In short, I was impressed with how easy it was to integrate Stalwart into whatever setup I wanted, and how open the developer is to different setups. For instance, mox (while awesome in its own right) considers containerized setups to be not-recommended, and generally expects it to live on its own server. Stalwart is flexible, but the side effect is that it is overwhelming at first... but becomes quite elegant once you get the hang of it.
For instance, you can simply point something like mailadmin.domain.com to Stalwart on port 8080 and it'll just work. In this case, whatever your mail server's host name (i.e. mail.domain.com or whatever) wouldn't really matter.
But then your reverse proxy can handle the other endpoints like /dav/, /.well-known/ on a different subdomain. And mta_sts.domain.com directly handling /.well-known/mta-sts.txt for instance.
For my stack, outside of Caddy's https handling, I kept things simple and exposed 25, 465, 587, 993, and 4190 (smtp, smtps, imaps, and ManageSieve) TCP services binded directly to the host.
Using Caddy's certificates is also documented at the end here: https://stalw.art/docs/server/reverse-proxy/caddy
But it leaves it to you to map things.

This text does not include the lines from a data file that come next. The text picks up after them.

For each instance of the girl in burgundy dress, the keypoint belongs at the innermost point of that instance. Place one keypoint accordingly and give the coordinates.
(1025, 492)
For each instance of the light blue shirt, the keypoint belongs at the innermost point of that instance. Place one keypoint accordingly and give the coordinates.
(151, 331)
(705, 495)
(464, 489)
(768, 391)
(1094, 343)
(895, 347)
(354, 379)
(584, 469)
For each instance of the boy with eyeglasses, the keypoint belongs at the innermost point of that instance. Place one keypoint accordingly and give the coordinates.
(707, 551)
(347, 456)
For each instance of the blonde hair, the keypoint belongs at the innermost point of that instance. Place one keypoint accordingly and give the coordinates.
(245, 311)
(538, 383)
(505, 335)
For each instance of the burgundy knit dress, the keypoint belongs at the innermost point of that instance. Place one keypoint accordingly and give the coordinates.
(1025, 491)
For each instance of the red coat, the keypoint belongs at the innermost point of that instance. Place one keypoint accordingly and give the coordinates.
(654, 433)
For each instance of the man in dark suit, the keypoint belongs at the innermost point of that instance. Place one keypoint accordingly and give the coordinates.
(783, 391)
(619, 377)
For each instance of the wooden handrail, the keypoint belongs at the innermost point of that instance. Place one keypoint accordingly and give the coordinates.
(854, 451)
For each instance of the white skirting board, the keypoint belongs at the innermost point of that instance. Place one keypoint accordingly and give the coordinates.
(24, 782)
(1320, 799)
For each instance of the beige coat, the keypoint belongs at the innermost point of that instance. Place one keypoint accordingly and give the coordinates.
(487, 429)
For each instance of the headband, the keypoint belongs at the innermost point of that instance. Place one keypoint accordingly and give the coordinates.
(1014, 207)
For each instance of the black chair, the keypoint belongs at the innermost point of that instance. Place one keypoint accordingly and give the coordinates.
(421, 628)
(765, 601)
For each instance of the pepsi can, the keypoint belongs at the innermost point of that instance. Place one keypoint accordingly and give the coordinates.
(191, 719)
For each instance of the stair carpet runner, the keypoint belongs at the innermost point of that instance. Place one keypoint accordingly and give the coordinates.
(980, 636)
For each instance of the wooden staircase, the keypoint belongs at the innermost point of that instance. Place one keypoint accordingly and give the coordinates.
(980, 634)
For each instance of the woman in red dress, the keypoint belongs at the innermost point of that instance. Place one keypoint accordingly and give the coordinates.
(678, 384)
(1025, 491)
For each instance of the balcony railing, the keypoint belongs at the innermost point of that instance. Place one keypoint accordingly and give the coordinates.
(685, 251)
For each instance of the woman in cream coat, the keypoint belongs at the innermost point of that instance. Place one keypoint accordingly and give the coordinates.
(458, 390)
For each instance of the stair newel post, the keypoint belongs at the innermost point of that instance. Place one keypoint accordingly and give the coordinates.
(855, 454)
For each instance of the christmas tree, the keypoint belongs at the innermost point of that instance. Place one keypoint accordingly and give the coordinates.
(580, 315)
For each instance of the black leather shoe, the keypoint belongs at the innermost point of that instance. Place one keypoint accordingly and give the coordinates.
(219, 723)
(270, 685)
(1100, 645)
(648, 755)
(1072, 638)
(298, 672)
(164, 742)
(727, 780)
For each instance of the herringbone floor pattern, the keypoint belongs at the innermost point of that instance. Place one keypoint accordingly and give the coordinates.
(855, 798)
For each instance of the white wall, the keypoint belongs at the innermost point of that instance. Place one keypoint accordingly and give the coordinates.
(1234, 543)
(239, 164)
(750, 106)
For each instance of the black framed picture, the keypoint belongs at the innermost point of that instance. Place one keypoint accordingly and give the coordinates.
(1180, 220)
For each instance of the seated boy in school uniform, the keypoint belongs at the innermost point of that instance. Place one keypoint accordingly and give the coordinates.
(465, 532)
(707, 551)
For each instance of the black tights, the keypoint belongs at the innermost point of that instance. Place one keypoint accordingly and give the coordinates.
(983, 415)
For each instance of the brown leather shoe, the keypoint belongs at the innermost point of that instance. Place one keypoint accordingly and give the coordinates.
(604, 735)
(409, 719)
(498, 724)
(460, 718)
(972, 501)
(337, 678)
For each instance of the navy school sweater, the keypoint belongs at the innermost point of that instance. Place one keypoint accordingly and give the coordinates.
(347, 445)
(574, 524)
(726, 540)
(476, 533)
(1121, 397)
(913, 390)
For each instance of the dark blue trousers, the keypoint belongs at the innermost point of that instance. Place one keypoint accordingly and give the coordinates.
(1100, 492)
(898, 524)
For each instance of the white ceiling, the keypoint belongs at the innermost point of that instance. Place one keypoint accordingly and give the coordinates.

For instance, if both Caddy and Stalwart are containerized, it's easy to get mixed up on where the bind-mounted or named volumes (depending on how you set it up) will end up placing them. But it does work... just so flexible that it's out-of-scope for Stalwart to document everything.
pluto_modadic•3mo ago
jasonriddle•3mo ago
doublerabbit•3mo ago
https://stalw.art/compare/
antx•3mo ago
> Stalwart Enterprise leverages AI technology to provide unparalleled email security and management. With AI-powered features, Stalwart Enterprise excels in accurately classifying spam, detecting sophisticated phishing attempts, and blocking various types of network attacks. This intelligent approach ensures that your email environment remains secure and reliable. Stalwart Enterprise comes equipped with a pre-trained large language model (LLM), offering robust out-of-the-box protection. Additionally, it supports integration with leading AI providers such as OpenAI, Anthropic, and other cutting-edge platforms, allowing you to enhance and customize your security measures. By utilizing AI, Stalwart Enterprise delivers a smarter, more efficient email solution that proactively safeguards your communications and data.